In a publication by the Ministry of Foreign Affairs of the Republic of China (Taiwan) entitled “Health for all- Taiwan can help”, Taiwan’s Minister of Health and Welfare, Chen Shih-chung, discusses his government’s efforts to protect and support healthcare workers during the pandemic and calls on the WHO to abide by its “leave no one behind” principle and stop excluding Taiwan for political reasons.
Before the first case of covid-19 was identified in Taiwan on January 21, 2020, the Ministry of Health and Welfare of the Republic of China (Taiwan) acted quickly to protect healthcare workers. It did so by promulgating guidelines ranging from installing temperature detectors at hospital entrances to establishing proper procedures for providing staff with personal protective equipment.
As the minister explains, at the end of January last year the government proceeded to requisition supplies such as surgical masks, disinfectants and protective equipment to set up a distribution mechanism to ensure that such essential supplies reached every hospital in the country, so that frontline workers would not have to face the threat of the virus unprotected.

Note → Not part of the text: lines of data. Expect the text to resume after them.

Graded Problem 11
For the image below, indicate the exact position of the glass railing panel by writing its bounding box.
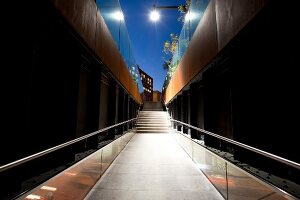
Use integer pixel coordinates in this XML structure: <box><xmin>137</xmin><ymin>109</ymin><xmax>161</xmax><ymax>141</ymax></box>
<box><xmin>102</xmin><ymin>142</ymin><xmax>118</xmax><ymax>171</ymax></box>
<box><xmin>193</xmin><ymin>144</ymin><xmax>227</xmax><ymax>198</ymax></box>
<box><xmin>19</xmin><ymin>150</ymin><xmax>102</xmax><ymax>200</ymax></box>
<box><xmin>173</xmin><ymin>128</ymin><xmax>298</xmax><ymax>200</ymax></box>
<box><xmin>19</xmin><ymin>132</ymin><xmax>135</xmax><ymax>200</ymax></box>
<box><xmin>227</xmin><ymin>163</ymin><xmax>286</xmax><ymax>199</ymax></box>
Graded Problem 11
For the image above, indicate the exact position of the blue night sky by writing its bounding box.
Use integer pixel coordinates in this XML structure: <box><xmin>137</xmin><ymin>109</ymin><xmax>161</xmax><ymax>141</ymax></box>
<box><xmin>120</xmin><ymin>0</ymin><xmax>185</xmax><ymax>91</ymax></box>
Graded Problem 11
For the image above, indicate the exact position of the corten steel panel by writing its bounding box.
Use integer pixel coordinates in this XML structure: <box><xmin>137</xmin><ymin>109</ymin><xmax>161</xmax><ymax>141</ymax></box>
<box><xmin>95</xmin><ymin>11</ymin><xmax>103</xmax><ymax>59</ymax></box>
<box><xmin>216</xmin><ymin>0</ymin><xmax>267</xmax><ymax>50</ymax></box>
<box><xmin>119</xmin><ymin>62</ymin><xmax>131</xmax><ymax>92</ymax></box>
<box><xmin>186</xmin><ymin>0</ymin><xmax>218</xmax><ymax>81</ymax></box>
<box><xmin>52</xmin><ymin>0</ymin><xmax>141</xmax><ymax>103</ymax></box>
<box><xmin>166</xmin><ymin>0</ymin><xmax>218</xmax><ymax>103</ymax></box>
<box><xmin>97</xmin><ymin>16</ymin><xmax>121</xmax><ymax>78</ymax></box>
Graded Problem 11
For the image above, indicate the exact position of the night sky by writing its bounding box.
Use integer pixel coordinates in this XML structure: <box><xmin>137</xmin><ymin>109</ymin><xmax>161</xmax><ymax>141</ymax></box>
<box><xmin>120</xmin><ymin>0</ymin><xmax>185</xmax><ymax>91</ymax></box>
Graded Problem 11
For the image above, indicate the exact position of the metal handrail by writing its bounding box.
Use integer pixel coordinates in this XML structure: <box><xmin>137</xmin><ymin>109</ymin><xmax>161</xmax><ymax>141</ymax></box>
<box><xmin>170</xmin><ymin>118</ymin><xmax>300</xmax><ymax>169</ymax></box>
<box><xmin>0</xmin><ymin>118</ymin><xmax>137</xmax><ymax>172</ymax></box>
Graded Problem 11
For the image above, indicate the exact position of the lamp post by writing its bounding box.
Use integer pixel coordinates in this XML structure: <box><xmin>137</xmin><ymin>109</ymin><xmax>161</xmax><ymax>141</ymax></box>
<box><xmin>113</xmin><ymin>10</ymin><xmax>124</xmax><ymax>51</ymax></box>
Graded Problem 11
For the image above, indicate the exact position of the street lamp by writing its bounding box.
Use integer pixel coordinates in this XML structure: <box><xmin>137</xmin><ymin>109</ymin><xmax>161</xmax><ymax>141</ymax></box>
<box><xmin>111</xmin><ymin>10</ymin><xmax>124</xmax><ymax>51</ymax></box>
<box><xmin>149</xmin><ymin>4</ymin><xmax>179</xmax><ymax>22</ymax></box>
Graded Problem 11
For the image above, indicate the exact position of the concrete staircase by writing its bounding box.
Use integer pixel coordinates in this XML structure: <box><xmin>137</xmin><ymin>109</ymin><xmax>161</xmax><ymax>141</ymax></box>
<box><xmin>136</xmin><ymin>111</ymin><xmax>170</xmax><ymax>133</ymax></box>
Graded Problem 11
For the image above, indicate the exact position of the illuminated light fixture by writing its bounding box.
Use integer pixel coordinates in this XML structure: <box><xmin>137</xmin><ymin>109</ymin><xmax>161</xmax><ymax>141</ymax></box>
<box><xmin>26</xmin><ymin>194</ymin><xmax>41</xmax><ymax>199</ymax></box>
<box><xmin>41</xmin><ymin>186</ymin><xmax>57</xmax><ymax>192</ymax></box>
<box><xmin>184</xmin><ymin>12</ymin><xmax>196</xmax><ymax>21</ymax></box>
<box><xmin>150</xmin><ymin>9</ymin><xmax>160</xmax><ymax>22</ymax></box>
<box><xmin>112</xmin><ymin>11</ymin><xmax>124</xmax><ymax>21</ymax></box>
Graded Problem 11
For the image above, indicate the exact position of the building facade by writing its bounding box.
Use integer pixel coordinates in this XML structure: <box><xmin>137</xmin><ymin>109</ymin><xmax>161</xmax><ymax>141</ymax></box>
<box><xmin>138</xmin><ymin>66</ymin><xmax>153</xmax><ymax>101</ymax></box>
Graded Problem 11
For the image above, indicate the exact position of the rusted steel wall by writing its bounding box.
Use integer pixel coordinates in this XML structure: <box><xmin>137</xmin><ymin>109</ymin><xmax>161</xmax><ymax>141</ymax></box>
<box><xmin>164</xmin><ymin>0</ymin><xmax>267</xmax><ymax>104</ymax></box>
<box><xmin>51</xmin><ymin>0</ymin><xmax>142</xmax><ymax>104</ymax></box>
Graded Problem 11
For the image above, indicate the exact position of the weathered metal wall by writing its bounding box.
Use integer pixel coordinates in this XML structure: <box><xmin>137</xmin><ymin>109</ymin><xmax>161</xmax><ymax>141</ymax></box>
<box><xmin>52</xmin><ymin>0</ymin><xmax>142</xmax><ymax>104</ymax></box>
<box><xmin>164</xmin><ymin>0</ymin><xmax>267</xmax><ymax>104</ymax></box>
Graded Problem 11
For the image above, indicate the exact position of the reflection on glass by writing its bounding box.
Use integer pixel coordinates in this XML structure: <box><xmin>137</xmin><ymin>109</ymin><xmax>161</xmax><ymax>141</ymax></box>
<box><xmin>173</xmin><ymin>133</ymin><xmax>291</xmax><ymax>200</ymax></box>
<box><xmin>19</xmin><ymin>132</ymin><xmax>134</xmax><ymax>200</ymax></box>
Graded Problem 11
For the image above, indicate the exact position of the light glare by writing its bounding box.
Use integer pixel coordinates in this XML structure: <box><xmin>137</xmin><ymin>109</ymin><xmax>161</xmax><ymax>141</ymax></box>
<box><xmin>113</xmin><ymin>11</ymin><xmax>124</xmax><ymax>21</ymax></box>
<box><xmin>150</xmin><ymin>10</ymin><xmax>159</xmax><ymax>22</ymax></box>
<box><xmin>184</xmin><ymin>12</ymin><xmax>196</xmax><ymax>21</ymax></box>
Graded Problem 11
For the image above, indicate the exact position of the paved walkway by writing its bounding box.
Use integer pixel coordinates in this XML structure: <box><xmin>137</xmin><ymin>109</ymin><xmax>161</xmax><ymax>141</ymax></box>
<box><xmin>85</xmin><ymin>134</ymin><xmax>223</xmax><ymax>200</ymax></box>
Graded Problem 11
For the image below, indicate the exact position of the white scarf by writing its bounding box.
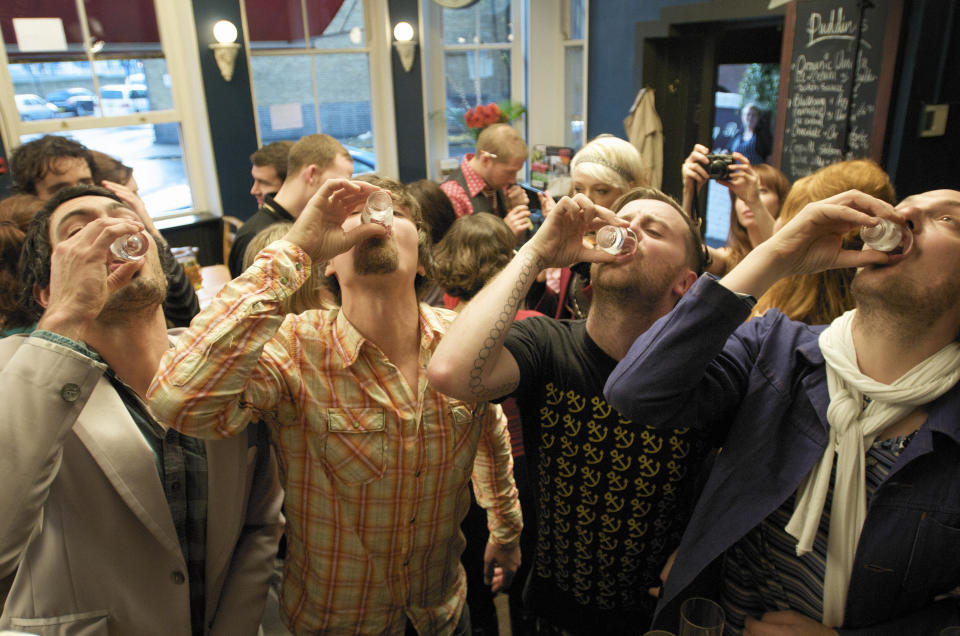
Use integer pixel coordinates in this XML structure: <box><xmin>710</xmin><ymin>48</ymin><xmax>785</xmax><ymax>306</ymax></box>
<box><xmin>786</xmin><ymin>309</ymin><xmax>960</xmax><ymax>627</ymax></box>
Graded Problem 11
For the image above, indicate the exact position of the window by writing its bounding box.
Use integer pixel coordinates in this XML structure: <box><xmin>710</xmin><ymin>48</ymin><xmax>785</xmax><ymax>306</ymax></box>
<box><xmin>243</xmin><ymin>0</ymin><xmax>396</xmax><ymax>174</ymax></box>
<box><xmin>0</xmin><ymin>0</ymin><xmax>212</xmax><ymax>217</ymax></box>
<box><xmin>422</xmin><ymin>0</ymin><xmax>525</xmax><ymax>166</ymax></box>
<box><xmin>421</xmin><ymin>0</ymin><xmax>588</xmax><ymax>177</ymax></box>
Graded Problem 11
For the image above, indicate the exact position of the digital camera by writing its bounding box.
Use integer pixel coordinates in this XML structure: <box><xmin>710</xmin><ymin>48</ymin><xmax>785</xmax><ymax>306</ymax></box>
<box><xmin>707</xmin><ymin>153</ymin><xmax>737</xmax><ymax>180</ymax></box>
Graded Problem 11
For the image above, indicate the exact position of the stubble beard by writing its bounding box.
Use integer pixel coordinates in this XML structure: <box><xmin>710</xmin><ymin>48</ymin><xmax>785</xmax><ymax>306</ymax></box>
<box><xmin>353</xmin><ymin>238</ymin><xmax>400</xmax><ymax>276</ymax></box>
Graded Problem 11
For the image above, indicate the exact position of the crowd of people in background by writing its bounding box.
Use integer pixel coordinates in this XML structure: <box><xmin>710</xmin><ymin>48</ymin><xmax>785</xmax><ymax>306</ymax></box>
<box><xmin>0</xmin><ymin>113</ymin><xmax>960</xmax><ymax>636</ymax></box>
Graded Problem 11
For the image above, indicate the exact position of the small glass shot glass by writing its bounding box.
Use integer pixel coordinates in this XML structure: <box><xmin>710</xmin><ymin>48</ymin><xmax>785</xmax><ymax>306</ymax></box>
<box><xmin>360</xmin><ymin>190</ymin><xmax>393</xmax><ymax>228</ymax></box>
<box><xmin>595</xmin><ymin>225</ymin><xmax>637</xmax><ymax>256</ymax></box>
<box><xmin>860</xmin><ymin>219</ymin><xmax>913</xmax><ymax>254</ymax></box>
<box><xmin>110</xmin><ymin>233</ymin><xmax>149</xmax><ymax>263</ymax></box>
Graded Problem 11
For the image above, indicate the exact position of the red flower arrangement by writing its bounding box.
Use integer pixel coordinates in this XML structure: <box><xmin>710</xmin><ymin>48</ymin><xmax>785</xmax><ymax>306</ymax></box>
<box><xmin>463</xmin><ymin>102</ymin><xmax>526</xmax><ymax>137</ymax></box>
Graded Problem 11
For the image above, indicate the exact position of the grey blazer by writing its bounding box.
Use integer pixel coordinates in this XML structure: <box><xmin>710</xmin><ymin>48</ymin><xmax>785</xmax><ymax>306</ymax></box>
<box><xmin>0</xmin><ymin>336</ymin><xmax>282</xmax><ymax>635</ymax></box>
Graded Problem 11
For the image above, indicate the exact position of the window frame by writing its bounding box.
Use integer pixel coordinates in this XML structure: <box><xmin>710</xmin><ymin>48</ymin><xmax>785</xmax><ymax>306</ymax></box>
<box><xmin>0</xmin><ymin>0</ymin><xmax>222</xmax><ymax>220</ymax></box>
<box><xmin>238</xmin><ymin>0</ymin><xmax>399</xmax><ymax>175</ymax></box>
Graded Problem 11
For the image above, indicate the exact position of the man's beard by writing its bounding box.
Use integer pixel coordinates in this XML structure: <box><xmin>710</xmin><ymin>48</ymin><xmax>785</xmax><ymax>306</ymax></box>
<box><xmin>590</xmin><ymin>263</ymin><xmax>680</xmax><ymax>311</ymax></box>
<box><xmin>850</xmin><ymin>270</ymin><xmax>960</xmax><ymax>327</ymax></box>
<box><xmin>97</xmin><ymin>255</ymin><xmax>167</xmax><ymax>324</ymax></box>
<box><xmin>353</xmin><ymin>238</ymin><xmax>400</xmax><ymax>275</ymax></box>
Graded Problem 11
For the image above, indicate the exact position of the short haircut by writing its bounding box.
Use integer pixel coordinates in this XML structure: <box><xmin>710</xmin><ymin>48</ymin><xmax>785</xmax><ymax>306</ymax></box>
<box><xmin>570</xmin><ymin>134</ymin><xmax>649</xmax><ymax>192</ymax></box>
<box><xmin>407</xmin><ymin>179</ymin><xmax>457</xmax><ymax>244</ymax></box>
<box><xmin>433</xmin><ymin>212</ymin><xmax>516</xmax><ymax>301</ymax></box>
<box><xmin>477</xmin><ymin>124</ymin><xmax>527</xmax><ymax>161</ymax></box>
<box><xmin>324</xmin><ymin>174</ymin><xmax>433</xmax><ymax>305</ymax></box>
<box><xmin>610</xmin><ymin>186</ymin><xmax>709</xmax><ymax>277</ymax></box>
<box><xmin>0</xmin><ymin>194</ymin><xmax>43</xmax><ymax>232</ymax></box>
<box><xmin>90</xmin><ymin>150</ymin><xmax>133</xmax><ymax>185</ymax></box>
<box><xmin>18</xmin><ymin>183</ymin><xmax>126</xmax><ymax>319</ymax></box>
<box><xmin>10</xmin><ymin>135</ymin><xmax>94</xmax><ymax>194</ymax></box>
<box><xmin>243</xmin><ymin>221</ymin><xmax>330</xmax><ymax>314</ymax></box>
<box><xmin>250</xmin><ymin>140</ymin><xmax>293</xmax><ymax>181</ymax></box>
<box><xmin>287</xmin><ymin>133</ymin><xmax>353</xmax><ymax>175</ymax></box>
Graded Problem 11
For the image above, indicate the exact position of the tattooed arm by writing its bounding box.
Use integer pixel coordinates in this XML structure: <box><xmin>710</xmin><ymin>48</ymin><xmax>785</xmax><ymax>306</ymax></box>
<box><xmin>427</xmin><ymin>194</ymin><xmax>627</xmax><ymax>401</ymax></box>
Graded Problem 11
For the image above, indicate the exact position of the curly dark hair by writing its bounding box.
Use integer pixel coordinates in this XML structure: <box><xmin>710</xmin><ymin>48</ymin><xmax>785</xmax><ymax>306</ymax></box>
<box><xmin>433</xmin><ymin>212</ymin><xmax>516</xmax><ymax>302</ymax></box>
<box><xmin>10</xmin><ymin>135</ymin><xmax>96</xmax><ymax>194</ymax></box>
<box><xmin>18</xmin><ymin>183</ymin><xmax>123</xmax><ymax>320</ymax></box>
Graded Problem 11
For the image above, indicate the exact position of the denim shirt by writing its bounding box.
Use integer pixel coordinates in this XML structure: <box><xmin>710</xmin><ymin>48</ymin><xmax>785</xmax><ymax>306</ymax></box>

Another way of protecting its healthcare workers and thanking them for their dedication has been, according to the minister, to ensure that they receive ample financial compensation. Specifically, medical and nursing staff who deal with covid-19 cases are paid US$350 per day. And staff working at specimen collection points, set up in 205 hospitals across the country, receive US$25 for each case handled. In addition, public and private hospitals, medical facilities and health centers receive additional funds to support ongoing quality services focused on the pandemic.
Taiwan has kept covid-19 under control within its borders, allowing daily life to go on as usual during the pandemic. Now the authorities have been forced to take measures that had not previously been considered to contain the recent expansion of cases. Meanwhile, the minister argues, the country has been consistently denied membership in the World Health Organization for political reasons, creating a deep rift in the global epidemic prevention network and threatening global health security. Even so, the minister recalls, Taiwan has continued to provide medical equipment and materials to countries in urgent need, and to share with the world the “Taiwan model” for combating covid-19.
The minister stresses the need for the international community to express stronger support for Taiwan’s participation in WHO and all its activities. And he recalls that, as its slogan says, “Taiwan could help” to realize WHO’s vision of health as a fundamental human right and the UN’s pledge to “leave no one behind.”